ASG Analysis: Saudi Arabia Enacts New Localization Rules for the ICT Sector
- On October 5, the Saudi Ministry of Human Resources and Social Development (MHRSD, formerly the Ministry of Labor and Social Development) issued Ministerial Decree No. 28889, introducing new localization requirements for information and communications technology (ICT) roles.
- The Decree requires companies of all kinds, not just companies whose core business is ICT-related, to employ Saudis in at least a quarter of their ICT jobs. Affected companies will have nine months to comply.
- The new rules are part of a broader trend of stricter localization requirements in the Kingdom. The Covid-19 pandemic and the related increase in unemployment have put the government under greater pressure to create jobs for Saudis.
Provisions of the Decree
Below is a summary of the main provisions of the new Decree. The MHRSD also issued an accompanying guide (in Arabic) on its website that discusses the Decree in more detail.
- Localization requirements: The Decree mandates that 25 percent of employees in ICT roles must be Saudi citizens. This applies to all companies that have five or more employees in ICT roles – it does not distinguish between companies whose core business is ICT-related and those that simply employ ICT professionals. The rules previously required companies to localize 35 percent of jobs across their whole business but did not set a specific localization quota for ICT jobs.

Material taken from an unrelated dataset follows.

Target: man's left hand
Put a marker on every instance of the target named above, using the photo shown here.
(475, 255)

- Affected professions: The guide includes a list of almost 40 affected roles across three main areas – communications and IT engineering; application development, programming, and analysis; and communications and IT technical support.
- Minimum salaries: For Saudi employees to count for localization purposes, their monthly salaries must be at least SAR 7,000 (~$1,800) for IT engineers and SAR 5,000 (~$1,300) for communication technicians. Companies can hire Saudis at lower wages, but they will not count toward the 25 percent localization quota. Localization requirements previously set a minimum salary for Saudis of SAR 3,000 (~$800) across the board.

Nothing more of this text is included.